At Mai Habar she nursed both British and Italian soldiers, and says that the Italian orderlies, who were prisoners of war, would often steal blankets from the patients’ beds! On secondment to another hospital in Mai Habar she nursed RAF personnel who had suffered heat injuries and tropical
diseases, where she found many challenges concerning their journey back to UK, and unfortunately, they had to remain at the hospital.
At the end of the War, Elizabeth sailed back to the UK in the St George, conscious of the enemy mines that still littered the sea routes. On leaving the service, she worked with a friend at Harefield Hospital in Middlesex, training nurses there who still had traces of TB in their lungs and were unable to train elsewhere.
A nearby RAF station ran dances, to which the nurses were invited.

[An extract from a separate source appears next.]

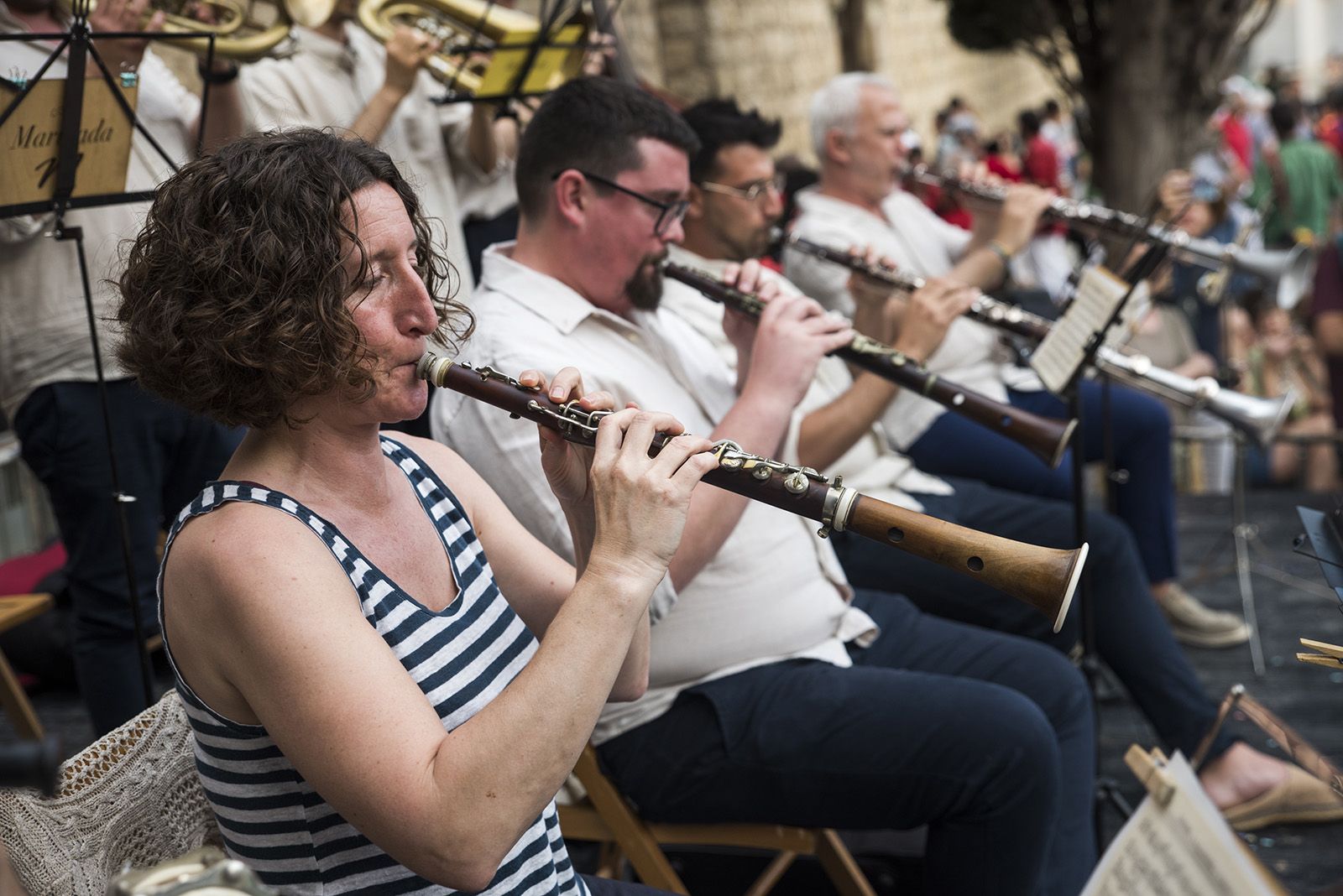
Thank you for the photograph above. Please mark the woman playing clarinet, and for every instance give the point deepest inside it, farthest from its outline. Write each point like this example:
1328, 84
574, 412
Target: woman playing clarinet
387, 676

Elizabeth was not enthusiastic about these, as she felt ‘they drank too much beer and neglected their guests’. The Matron of Harefield nonetheless insisted that Elizabeth and her friend should go to one, and it was here that Elizabeth met her future husband, Bill!
Elizabeth’s son, Michael, interviewed his mother about her wartime experiences in 1916 and had kindly provided the Association with a recording and transcript.
With thanks to Michael Chick.
Abridged from the summary of her life by James Turner
Mrs Kathleen Patricia Stephens (nee Bradley)
16 July 1922 – 17 August 2012
Patricia Stephens died on 17 August 2012 aged 90 years. She was born at Bacton, Norfolk on 16 July 1922 and spent most of her life in Hornsea, Yorkshire. On her 18th birthday in 1940 she began nurse training at Scarborough Hospital, and was awarded the Gold Medal when she qualified.
She joined QAIMNS(R) in March 1944, and in June of that year she landed at Arromanches in Normandy on D-Day +6. After serving in the tented 74th British General Hospital, Caen, she moved to Bruges in Belgium and then to Luneburg
in Germany, at which point Germany surrendered. She nursed ‘Lord Haw Haw’ who had a bullet in his bottom, and she was also invited to view the corpse of Heinrich Himmler.
Later in 1945, she was posted to India and stayed there until she was evacuated home in 1947 with a ‘strange disease’. She spent over seven months in Middlesex Hospital recovering, and was released from service in November 1948.